In one question, BBC Radio 4 host Nick Robinson has revealed he’s got nothing left to bash Jeremy Corbyn with. Because Robinson is wheeling out the same anti-Corbyn talking points despite the Labour Party’s polling leads.
A revealing question
While promoting his Political Thinking podcast, Robinson asked:
Can Labour be saved?
Why are we living in an era of Unleadership? Will Farage one day lead the Tories? Can Labour be saved? How to live with depression? All questions I discuss with @campbellclaret on latest Political Thinking podcast https://t.co/95m4psq2ur https://t.co/DdCNLI1G62
— Nick Robinson (@bbcnickrobinson) April 26, 2019
But hundreds of Twitter users commented on the post, with many asking: Save Labour? From what?

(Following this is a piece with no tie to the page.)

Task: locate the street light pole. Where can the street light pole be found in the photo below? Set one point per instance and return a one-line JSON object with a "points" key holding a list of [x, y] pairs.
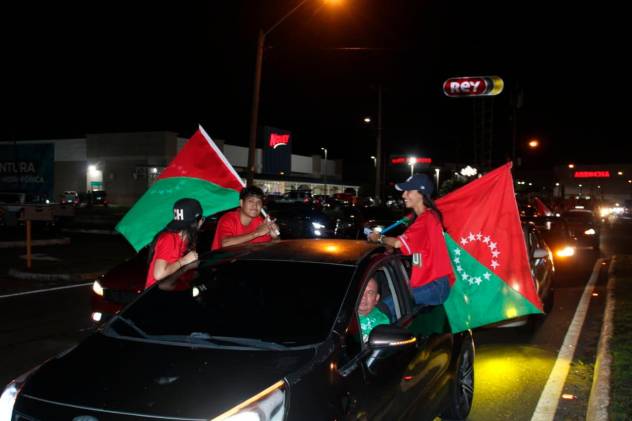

Saved from what? Labour currently have a lead in every Westminster poll, have the largest membership of any political party in Europe and are developing a policy agenda that is inspiring the global left. We're good.
— Heather Mendick #NotMeUs (@helensclegel) April 27, 2019
“Saved”. From what? Are you aware that by your own choice of words you have revealed an unconscious bias?
— Tory Fibs (@ToryFibs) April 27, 2019
Corporate political commentators like Robinson have been asking this since Labour supporters elected Corbyn as leader. Yet since then, in the 2017 election, Corbyn increased Labour’s vote share by more than at any point since 1945. And now, Labour is well ahead in the opinion polls, enjoying leads as high as 10 points.
So, essentially, Robinson has been left asking who can save Labour from its own large polling lead. This suggests he’s got nothing left.
History of bias from Robinson
The BBC presenter’s pro-establishment bias has long been on display. During the 2017 general election, Robinson said that the “story of [Corbyn’s] life” was being “long on passion & short on details”. At the time, even Daily Mail columnist Peter Oborne called for him to resign over the comments, suggesting they destroyed his impartiality claims. Another person compared Robinson’s comment to when he praised Theresa May for ‘elegantly avoiding answering the question’.
Robinson’s behaviour is also in line with his history. The former BBC political editor was president of the Oxford university conservative association in 1985. He was also a prominent Conservative party activist.
In recent years, it’s become all too clear to many that BBC impartiality is a mirage. But Robinson’s most recent charge against Corbyn only shows the establishment has nothing left to attack him with. In reality, the real question has long been: who will save the BBC?